What More is Happening in the Interview: The Potential of Oral History in the Peaceful Resolution of Conflict
A Public Humanities Professional Workshop, with Jill Strauss, Educator and Independent Facilitator
The concept of oral history as human rights based is well established. Likewise, it is well documented that telling one's story can be cathartic and even transformative for the narrator. However, the benefits of deep listening for the listener are less discussed in oral history literature. From peace and conflict theory and practice we know that active listening engenders empathy, trust and humanizes 'the other' at the same time as being heard makes the speaker feel validated and therefore more willing to listen to other perspectives. This workshop will consider the intersections of oral history interviewing and conflict resolution skills building in a case study of my doctoral fieldwork integrating oral history, conflict resolution and visual art in post-violent-conflict Northern Ireland. Following this, workshop participants will then try out the listening and paraphrasing skills activities through storytelling exercises that have been adapted from conflict resolution trainings. What best practices of each methodology support the other and how can we extend this learning from our professional to our personal lives and vice versa?

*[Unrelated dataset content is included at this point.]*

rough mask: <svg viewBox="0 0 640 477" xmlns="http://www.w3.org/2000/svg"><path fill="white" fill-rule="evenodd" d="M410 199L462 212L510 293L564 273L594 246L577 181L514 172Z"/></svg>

About the Facilitator: Jill Strauss completed her PhD from the University of Ulster in Northern Ireland in December 2010. Prior to this, she earned a Master of Education in Peace Education and Conflict Resolution from Columbia University Teachers College. She has worked as an educator and facilitator on interreligious / interethnic relations, human rights and non-violence for many years and this past summer she trained youth interns to do oral history interviewing at the Museum for African Art in New York City. Currently, Jill is teaching 'Sociology of Conflict' (in which students do oral histories) and 'Making Peace: Putting Theory into Practice' at the City University of New York John Jay College of Criminal Justice.